Bundestrainer Julian Nagelsmann (38) ist am Mittwochmorgen nach dem enttäuschenden WM-Aus der deutschen Nationalmannschaft gegen Paraguay in München gelandet. Die Lufthansa-Maschine LH429 aus Charlotte (North Carolina) setzte mit wenigen Minuten Verspätung auf dem Flughafen München auf. An Bord befand sich auch ein BILD-Reporter, der die Stimmung des Trainers aus nächster Nähe miterlebte.

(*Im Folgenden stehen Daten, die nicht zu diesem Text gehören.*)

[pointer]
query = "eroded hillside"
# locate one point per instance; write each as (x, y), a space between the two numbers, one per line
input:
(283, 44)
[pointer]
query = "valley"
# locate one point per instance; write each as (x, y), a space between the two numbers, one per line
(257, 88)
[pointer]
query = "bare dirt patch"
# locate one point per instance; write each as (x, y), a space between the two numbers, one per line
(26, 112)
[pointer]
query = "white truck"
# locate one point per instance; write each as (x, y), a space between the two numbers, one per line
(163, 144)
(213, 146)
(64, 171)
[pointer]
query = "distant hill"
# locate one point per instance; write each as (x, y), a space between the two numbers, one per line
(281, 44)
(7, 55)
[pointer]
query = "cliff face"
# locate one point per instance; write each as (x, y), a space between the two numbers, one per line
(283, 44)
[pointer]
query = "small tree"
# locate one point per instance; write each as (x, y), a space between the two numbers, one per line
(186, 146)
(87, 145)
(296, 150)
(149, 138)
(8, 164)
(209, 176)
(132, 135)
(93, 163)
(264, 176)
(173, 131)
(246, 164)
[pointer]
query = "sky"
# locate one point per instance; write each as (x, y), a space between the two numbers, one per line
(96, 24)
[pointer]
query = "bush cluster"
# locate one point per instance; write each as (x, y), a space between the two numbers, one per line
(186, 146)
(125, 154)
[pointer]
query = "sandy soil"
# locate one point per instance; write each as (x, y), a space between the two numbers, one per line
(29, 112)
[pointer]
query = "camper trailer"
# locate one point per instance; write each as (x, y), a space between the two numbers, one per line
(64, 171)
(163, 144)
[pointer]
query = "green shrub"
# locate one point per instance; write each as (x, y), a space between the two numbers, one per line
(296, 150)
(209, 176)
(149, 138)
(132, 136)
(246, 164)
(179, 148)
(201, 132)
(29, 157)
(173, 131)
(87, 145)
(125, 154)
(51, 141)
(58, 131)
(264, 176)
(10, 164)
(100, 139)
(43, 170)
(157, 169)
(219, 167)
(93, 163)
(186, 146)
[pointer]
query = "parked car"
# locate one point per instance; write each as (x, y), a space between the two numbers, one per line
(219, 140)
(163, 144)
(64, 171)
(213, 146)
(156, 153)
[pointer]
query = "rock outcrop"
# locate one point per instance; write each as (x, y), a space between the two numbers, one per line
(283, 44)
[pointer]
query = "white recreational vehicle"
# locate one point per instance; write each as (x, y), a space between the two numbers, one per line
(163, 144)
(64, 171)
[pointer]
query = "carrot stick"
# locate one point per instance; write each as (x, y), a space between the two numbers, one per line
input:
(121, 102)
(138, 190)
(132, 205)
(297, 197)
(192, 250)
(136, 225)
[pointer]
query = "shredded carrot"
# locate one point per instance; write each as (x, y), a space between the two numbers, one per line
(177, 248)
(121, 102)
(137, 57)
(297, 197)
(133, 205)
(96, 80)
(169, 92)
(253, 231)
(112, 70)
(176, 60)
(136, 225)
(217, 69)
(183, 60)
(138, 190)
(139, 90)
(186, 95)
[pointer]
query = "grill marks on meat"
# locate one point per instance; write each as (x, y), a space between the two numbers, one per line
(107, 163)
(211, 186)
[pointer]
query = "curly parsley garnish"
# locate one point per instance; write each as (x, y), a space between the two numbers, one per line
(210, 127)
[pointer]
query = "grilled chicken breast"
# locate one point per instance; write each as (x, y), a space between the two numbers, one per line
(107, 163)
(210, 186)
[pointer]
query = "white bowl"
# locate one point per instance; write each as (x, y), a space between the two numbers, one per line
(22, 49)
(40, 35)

Abflug in Charlotte: Lässig mit Sonnenbrille und pinken Sneakern
Bereits am Dienstag um 16.33 Uhr Ortszeit traf Nagelsmann am Flughafen in Charlotte ein – begleitet von seiner Mutter Burgi, Ehefrau Lena und Assistenztrainer Benjamin Glück (40). Beim Einchecken gab sich der Trainer betont lässig: mit einer Oakley-Sonnenbrille (Modell HSTN Custom, Bügel geknickt) und pinkfarbenen Adidas-Sneakern. Die Gruppe wurde am Sicherheitscheck an der längeren Schlange vorbeigeführt und durfte den Rollstuhl-Weg nutzen. Bei der Passkontrolle musste Nagelsmann kurz zurück, grinste den Beamten schief an.
WM-Spiel als bittere Erinnerung
Im Abflugbereich liefen auf Bildschirmen die WM-Partie zwischen Frankreich und Schweden – Deutschlands nächster Gegner wäre Frankreich gewesen. Besonders bitter: Nagelsmann und sein Team mussten das Spiel mitverfolgen. Dennoch kaufte der Bundestrainer am Souvenir- und Snack-Shop Süßigkeiten, die er später an seine Spieler verteilte. „Es herrschte gar nicht so schlechte Laune“, berichtete der BILD-Reporter.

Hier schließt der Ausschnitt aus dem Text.